The whole point of global rules is that they’re applied to all countries regardless of their domestic system of governance. The laws of war, international humanitarian law, the refugee convention: These aren’t American laws. They’re not capitalist laws or communist laws. They are international laws. And achieving win-win solutions to global problems requires us to all uphold our shared international laws.

This raises a number of difficult questions:

  • For example states often claim that they are only targeting terrorists when there is conflict within a state. This is the situation in North West and North East Syria today.
  • States can often claim that the conduct of war within the boundaries of their own state is not the business of anyone else, even when outside actors are involved. This is the situation in Yemen today.
  • The facts are sometimes hard to assemble, not least when there is a deliberate attempt to obscure them.
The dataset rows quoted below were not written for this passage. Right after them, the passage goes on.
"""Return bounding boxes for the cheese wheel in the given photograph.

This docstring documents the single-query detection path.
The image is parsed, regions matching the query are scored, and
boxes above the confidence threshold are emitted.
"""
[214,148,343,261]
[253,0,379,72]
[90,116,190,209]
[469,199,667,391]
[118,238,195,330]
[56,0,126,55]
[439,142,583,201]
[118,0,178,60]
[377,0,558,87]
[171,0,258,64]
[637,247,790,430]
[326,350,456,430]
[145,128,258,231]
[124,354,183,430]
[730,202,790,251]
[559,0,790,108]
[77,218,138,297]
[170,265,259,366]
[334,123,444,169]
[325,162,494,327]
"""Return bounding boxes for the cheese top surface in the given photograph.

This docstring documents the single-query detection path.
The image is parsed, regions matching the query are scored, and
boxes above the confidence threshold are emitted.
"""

But there are some truths that we do know. We know that if belligerents in a conflict think they can get away with anything, they will do everything. But when they know that they will be held accountable it is a discipline on their behavior. Just ask yourself why there is such a strenuous attempt to deny that UN investigations, for example of war crimes in western Syria, not ascribe responsibility.

So while the symptoms of the refugee crisis call for policy coherence across the international system, addressing the causes calls for a shared political agenda. I am under no illusion that this is hard to forge. But it is precisely because it is hard that it is worth trying.

China could occupy a distinctive place in this conversation. It will face competing impulses, between defending the international order in the way President Xi described in Davos, and adhering to its long-held commitment to non-interference in internal affairs. But that is precisely why this conversation is worth having.

China’s rise has clearly brought extraordinary benefit to the people of China. It is the product of hard work and strategic choices. But as countries grow, and they become more integrated into the global economy, they generate new responsibilities. China is addressing its responsibilities in the multilateral system at a time of unprecedented challenge, and so its decisions will have outsize impact on the lives of people around the world. That makes this discussion well worth having."